We didn't stay long, we still needed to get out to Blake's peak and back. We decided to find some shelter between the peak and the col on the other side to eat some lunch before summiting Blake's-peak. Some ants were also eating lunch with us, devouring a tree next to me. Everything was dripping but there was no actual rain falling.

The view from the col, then Blake's peak was upon us.

On the way back we could see some of the surrounding mountains and valley. Lichen covered everything... trees, rock, earth.

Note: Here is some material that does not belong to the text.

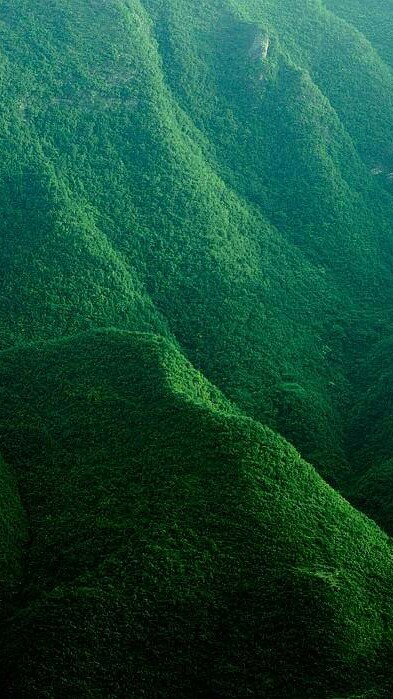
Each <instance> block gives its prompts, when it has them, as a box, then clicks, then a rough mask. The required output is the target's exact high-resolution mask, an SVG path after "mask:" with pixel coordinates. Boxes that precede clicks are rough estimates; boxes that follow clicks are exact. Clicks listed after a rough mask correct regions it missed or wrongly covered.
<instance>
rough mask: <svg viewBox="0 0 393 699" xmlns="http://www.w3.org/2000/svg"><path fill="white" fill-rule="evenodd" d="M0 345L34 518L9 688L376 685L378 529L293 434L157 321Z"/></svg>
mask: <svg viewBox="0 0 393 699" xmlns="http://www.w3.org/2000/svg"><path fill="white" fill-rule="evenodd" d="M0 360H1V361H0V385H1V389H2V391H3V394H4V396H5V397H6V398H7V405H8V409H2V413H1V420H0V422H1V441H2V444H3V445H4V450H5V452H6V453H7V456H8V459H9V460H10V461H12V464H13V466H14V470H15V473H16V474H17V476H18V480H19V482H20V488H21V492H22V495H23V499H24V501H25V503H26V508H27V510H28V512H29V517H30V526H31V543H30V546H29V551H28V555H27V558H26V583H25V586H24V589H23V592H22V593H21V596H20V598H19V599H18V600H17V603H16V605H17V611H16V612H15V614H14V615H13V616H11V617H10V618H8V620H7V622H6V624H5V626H4V629H3V648H5V649H6V650H5V652H4V651H3V655H5V658H3V661H4V662H5V667H6V669H7V674H8V677H10V678H11V679H10V680H9V682H10V686H11V687H13V691H14V692H16V696H37V697H46V696H48V697H61V696H72V697H86V696H94V697H102V698H103V699H104V698H106V697H108V696H116V697H129V696H132V697H142V696H146V697H159V696H160V697H161V696H163V697H172V696H200V697H206V696H209V697H210V696H217V697H247V696H250V695H251V696H269V697H277V698H278V697H282V696H295V697H299V698H300V697H312V698H314V697H316V696H318V697H321V698H322V697H331V696H333V693H337V692H338V691H342V690H346V691H348V692H351V691H355V690H356V691H358V692H362V691H363V692H364V691H365V690H368V689H370V688H373V689H374V690H375V689H377V690H378V691H379V692H380V694H379V695H378V696H389V692H390V691H391V690H392V689H393V684H392V683H391V681H390V679H389V674H387V673H386V672H385V671H384V668H385V667H387V666H388V664H389V663H390V662H391V659H392V657H391V656H392V646H391V638H390V633H389V628H391V625H392V623H393V610H392V608H391V605H390V590H391V581H392V574H393V570H392V566H393V562H392V558H391V546H390V541H389V540H388V538H387V536H386V535H384V534H383V533H382V532H381V531H380V530H379V529H378V528H377V527H376V525H374V524H373V523H371V522H370V521H368V520H367V519H366V518H365V517H364V516H363V515H360V514H359V513H357V512H356V511H355V510H353V509H352V508H351V507H350V506H349V505H348V504H347V503H346V502H345V501H344V500H343V499H342V498H341V497H340V496H339V495H338V494H337V493H335V491H334V490H332V489H331V488H330V487H329V486H327V485H326V483H324V481H323V480H322V479H321V478H320V477H319V476H318V475H317V474H316V472H315V471H314V469H313V468H312V467H311V466H309V465H308V464H306V463H305V462H304V461H302V460H301V459H300V457H299V455H298V454H297V452H296V451H295V450H294V449H293V448H292V447H291V446H290V445H289V444H288V443H286V442H285V441H284V440H282V439H281V438H279V437H278V436H276V435H275V434H274V433H273V432H271V431H270V430H269V429H267V428H264V427H262V426H261V425H259V424H258V423H256V422H254V421H253V420H251V419H250V418H248V417H245V416H242V415H241V414H240V413H239V412H238V411H237V410H236V409H235V408H234V407H233V406H232V405H231V404H229V403H228V402H227V401H226V400H225V399H224V398H223V397H222V396H221V395H220V394H219V393H218V392H217V391H216V389H214V388H213V387H211V386H210V385H209V384H208V383H207V382H206V381H205V380H204V379H203V378H202V376H201V375H200V374H199V373H197V372H196V371H195V370H194V369H192V368H191V366H190V365H189V364H188V363H187V362H186V361H185V360H184V359H183V358H182V356H181V355H180V353H179V352H178V351H177V350H176V349H175V348H174V347H173V346H171V345H170V344H169V343H167V342H166V341H163V340H162V339H159V338H157V337H155V336H151V335H147V334H136V335H135V334H129V333H125V332H123V333H119V332H115V331H113V332H111V331H107V332H97V333H93V334H90V335H82V336H78V337H75V338H74V339H72V340H63V341H57V342H51V343H48V344H46V345H37V346H30V347H27V348H25V349H20V350H12V351H8V352H3V353H2V355H1V357H0ZM26 387H28V388H27V389H26ZM20 658H23V665H22V666H21V664H20Z"/></svg>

On the way back I was damp and tired so I didn't take many more photos. It all sort of looked like this:

Not so bad, eh?

We got back after dark and destroyed a few packets of ramen and whatever cookies we had left from the day. Hitting the hay early was not even a question and frankly I was extremely impressed with my friends having been so all-out after so little sleep, not only with no complaints, but eating it all up with joy. Now that's proper peak-bagging attitude right there. I don't know if I would have been as excited as they were had I come later with them... the extra two hours of sleep was likely keeping me going.

The next day we woke to some sun and the regret that comes along with being on the ridge, peaking, on "the wrong day..." it was nagging me. But is there ever really a wrong day for an adventure, I reassured myself? We were all happy about the experience the day before, views or no views, so I pushed through it with a smile.

On the way home I stopped at a favorite road side pull-off to snap a photo and spot for late-season fish. I was cold and saw no surface-action so I didn't even wet my line. It was more of an after-thought than anything else.

This lonely tree stood as a beacon in all of its grand color on this partly-cloudy day.

The hike was over, fall was taking hold in the mountains, and another few peaks had been crossed off our list. I said goodbye to good-ol' route 73 and headed home with a great feeling, knowing that soon I'd return to another part of the Adirondacks to fish for Native Brook trout in the West Canada Lakes Wilderness. But that will have to wait for another post!